Giant Domain Walls and Intrinsic Heterogeneity in 214 Cuprate Superconductors

Abstract

The intricate interplay of structural, charge and spin orders in layered cuprates leads to emergent phenomena, most notably high-temperature superconductivity. However, there is growing awareness that both the structure and electronic ordering that underpin them are not fully homogeneous. Here, we employ scanning three-dimensional X-ray diffraction to spatially resolve structural distortions in La$_{1.675}$Eu$_{0.2}$Sr$_{0.125}$CuO$_{4}$, a prototypical system that exhibits a strong competition between superconductivity and charge density wave order, across its low-temperature orthorhombic to tetragonal phase transition.

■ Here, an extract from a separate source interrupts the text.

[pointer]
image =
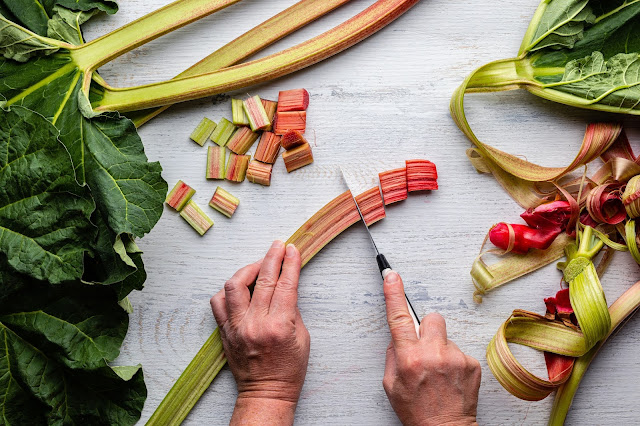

We uncover two forms of intrinsic microstructural heterogeneity: at 300 K, we reveal remarkably wide tetragonal-like domain wall regions within the nominally orthorhombic crystal structure, and, upon cooling to 100 K, a fine microstructure of orthorhombic-like stripes embedded within the tetragonal matrix emerges. This spatially resolved view directly defines the microstructural architecture of phase coexistence in this system, demonstrating how structural distortions generate intrinsic heterogeneity that shapes the balance between superconductivity and charge density wave order as constrained by the restrictive orthorhombic and tetragonal structures, offering a pathway to control correlated phenomena.

Figures (3)

• Figure 1: (a) Representation of the LTO (left) and LTT (right) structures, with $A$-site cation omitted for clarity. Oxygens are shown in teal and magenta indicating whether they are above and below the CuO$_2$ planes, respectively. In LTO, the sense of the distortion propagates along [010], with all layers aligned. In LTT, the sense of the distortion propagates along alternating diagonals, with a 90$^\circ$ rotation, from [110] to [1$\Bar{1}$0], between adjacent layers. (b) 300 K reconstruction of the sample from all reflection and filtered by $A$- and $B$-centred systematic absences, revealing twin domains. (c) Order parameter map indicating X$_{3}^{+}$ propagation direction with black as LTO and teal as LTT (d) 300 K strain reconstruction based on $\Gamma_{4}^{+}$ showing strong correlations with systematic absence map. Axes are given with respect to the LTO/LTT basis.
• Figure 2: Spatially resolved maps and associated histograms of symmetry-adapted strain modes at 300 K. Note the bimodal distribution of $\Gamma_{4}^{+}$, unique in capturing the twin domain structure. $\Gamma_{1}^{+}(1)$ corresponds to an in-plane symmetric expansion/contraction, while $\Gamma_{1}^{+}(2)$ is a uniform strain along $c$. $\Gamma_{2}^{+}$ is an in-plane shear strain. $\Gamma_{4}^{+}$ is the orthorhombic strain. $\Gamma_{5}^{+}(a)$ and $\Gamma_{5}^{+}(b)$ describe shear strains between the $ab$ plane and $c$ axis.
• Figure 3: (a) Spatially resolved maps of $\Gamma_{4}^{+}$ at 300 K, 140 K, 120 K and 100 K, illustrating the temperature evolution of the structural domains. (b) Histograms of $\Gamma_{4}^{+}$ at corresponding temperatures, showing the transition from bimodal at 300 K to a more homogenous but still asymmetric distribution at 100 K. (c) Maps of the absolute strain magnitude $|\Gamma_{4}^{+}|$ with (d) showing enhanced maps and line profiles, revealing broad LTT-like features within the LTO phase at 300 K and subtle LTO-like filaments within the LTT phase at 100 K. The spatial resolution of our reconstructions is at least 70 nm, see Methods.